Foxe’s Book of Martyrs

https://www.biblestudytools.com/history/foxs-book-of-martyrs/

Edited by William. Byron Forbush This is a book that will never die — one of the great English classics. . . . Reprinted here in its most complete form, it brings to life the days when “a noble army, men and boys, the matron and the maid,” “climbed the steep ascent of heaven, ‘mid peril, toil, and pain.” “After the Bible itself, no book so profoundly influenced early Protestant sentiment as the Book of Martyrs. Even in our time, it is still a living force. It is more than a record of persecution. It is an arsenal of controversy, a storehouse of romance, as well as a source of edification.”

Fox’s Book of Martyrs is in the public domain and may be freely used and distributed.

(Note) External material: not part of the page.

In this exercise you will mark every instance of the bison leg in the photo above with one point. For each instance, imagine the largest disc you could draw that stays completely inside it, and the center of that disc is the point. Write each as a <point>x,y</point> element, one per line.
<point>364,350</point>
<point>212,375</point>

An Account of the Life of John Calvin part 2
From Italy he came back to France, and having settled his private affairs, he proposed to go to Strassburg or Basel, in company with his sole surviving brother, Antony Calvin; but as the roads were not safe on account of the war, except through the duke of Savoy’s territories, he chose that road. “This was a particular direction of Providence,” says Bayle; “it was his destiny that he should settle at Geneva, and when he was wholly intent upon going farther, he found himself detained by an order from heaven, if I may so speak.”
At Geneva, Calvin, therefore, was obliged to comply with the choice that the consistory and magistrates made of him, with the consent of the people, to be one of their ministers, and professor of divinity. He wanted to undertake only this last office, and not the other; but in the end, he was obliged to take both upon him, in August 1536. The year following, he made all the people declare, upon oath, their assent to the confession of faith, which contained a renunciation of popery. He next intimated that he could not submit to a regulation that the canton of Berne had lately made. Whereupon the syndics of Geneva summoned an assembly of the people; and it was ordered that Calvin, Farel, and another minister should leave the town in a few days, for refusing to administer the Sacrament.
Calvin retired to Strassburg and established a French church in that city, of which he was the first minister: he was also appointed to be a professor of divinity there. Meanwhile, the people of Geneva entreated him so earnestly to return to them that at last he consented, and arrived on September 13, 1541, to the great satisfaction of both of the people and the magistrates; and the first thing he did, after his arrival, was to establish a form of church discipline, and a consistorial jurisdiction, invested with the power of inflicting censures and canonical punishments, as far as ex-communication, inclusively.
It has long been the delight of both infidels and some professed Christians, when they wish to bring odium upon the opinions of Calvin, to refer to his agency in the death of Michael Servetus. This action is used on all occasions by those who have been unable to overthrow his opinions, as a conclusive argument against his whole system. “Calvin burnt Servetus!–Calvin burnt Servetus!” is a good proof to a certain class of reasoners, that the doctrine of the Trinity is not true–that divine sovereignty is Antiscriptural,–and Christianity a cheat.